I went back on the air and tripled-down. I said Spore’s denial was a crock and that the axe falling was imminent. In the meantime, two top editors at the Journal weren’t returning my calls, I said. If I was wrong, they’d be denying it in my face and rubbing it in. Their silence told me they didn’t want to be lying on the record. I hammered and hammered the story.

The following Monday, the Sentinel called a staff meeting. Somebody went out and got Milwaukee Sentinel baseball caps for everybody to wear. They knew what was coming. In the meeting, the staff was told the two newspapers would be “merged” and there would be open competition for all positions on the staff. A news release followed. Both papers then plastered the story on page one spinning it as best they could.

My radio management wanted to take full advantage of my huge scoop. We commissioned a big ad to be placed in both papers. It featured my picture and the station’s call letters with a big headline that read: “When The Journal Company Decided To Kill A Newspaper, You Didn’t Read It In This Paper.” And, under my picture, the headline read: “MARK BELLING’S Listeners Heard About It One Week In Advance.” The Journal and Sentinel both refused to run it. It is currently framed and hanging in my office.

* * *

For years people have asked who tipped me off. Wild rumors started. The weirdest actually had a shred of truth amid a story that was preposterous. That rumor stated I was having lunch at the University Club with Summerfest boss Bo Black and we overheard Bob Milbourne blabbing about it at an adjacent table. Panelists on my then TV show all heard it and were convinced it was true. The weird thing is Milbourne was the key source but nothing was ever overheard at a lunch involving Bo Black. Bo and I did go to lunch there once and maybe somebody saw us together. Maybe Milbourne was in there. Who knows? But it had nothing to do with getting this story.

That story was also one of about 900 rumors over the years dealing with me and Bo. Speculation about what kind of relationship we had was a constant subject of gossip. Bo, a Milwaukee icon and a wonderful human being, passed away several years ago. The University Club is closed too but, in a total coincidence, I live very close to it.

A former panelist on the TV show (he was a blowhard) told people that I simply took a wild guess. Indeed, there had been speculation for years of killing off one of the papers. The idea that I would guess is idiotic. I was making a huge name for myself. I was a constant critic of the media. Guessing, and being wrong, would have been fatal.

Others thought McNally from the union told me. I got along with Joel fine over the years and he was a spectacular panelist on the TV show. But he has never given me a news tip in either of our lives and often wrote critical things about me. I even heard that the Sentinel’s Spore leaked it to me. I never denied that even though it wasn’t true. Since Spore was forced to walk the plank with the inaccurate non-denial denial, if some people wanted to guess he was the blabber mouth that would be fine with me.

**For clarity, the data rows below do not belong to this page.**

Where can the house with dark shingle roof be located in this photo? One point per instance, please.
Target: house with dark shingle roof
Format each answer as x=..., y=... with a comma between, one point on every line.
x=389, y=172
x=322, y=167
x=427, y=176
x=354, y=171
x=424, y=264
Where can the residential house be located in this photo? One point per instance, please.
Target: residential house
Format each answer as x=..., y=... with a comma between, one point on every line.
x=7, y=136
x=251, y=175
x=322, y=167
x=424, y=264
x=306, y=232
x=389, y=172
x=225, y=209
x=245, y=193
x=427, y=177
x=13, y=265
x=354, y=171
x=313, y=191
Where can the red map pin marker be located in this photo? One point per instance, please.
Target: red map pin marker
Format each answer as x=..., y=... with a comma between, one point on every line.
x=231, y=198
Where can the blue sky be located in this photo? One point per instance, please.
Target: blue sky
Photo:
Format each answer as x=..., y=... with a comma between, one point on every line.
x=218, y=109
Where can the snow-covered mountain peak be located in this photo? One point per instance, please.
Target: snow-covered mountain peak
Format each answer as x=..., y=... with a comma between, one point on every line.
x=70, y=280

Bob Milbourne died this week. He left Milwaukee a few years after the Journal story and spent a long time as a big wheel in Columbus, Ohio. Bob Dye passed away a few years ago. My corporate employee who knew the Journal insider from AA is still alive but has struggled with health issues for many years. The Journal insider? He too passed away a long time ago. I am not naming him but not because of his role in leaking the newspaper story but because it would identify him as an AA member (although I am told it was never a secret).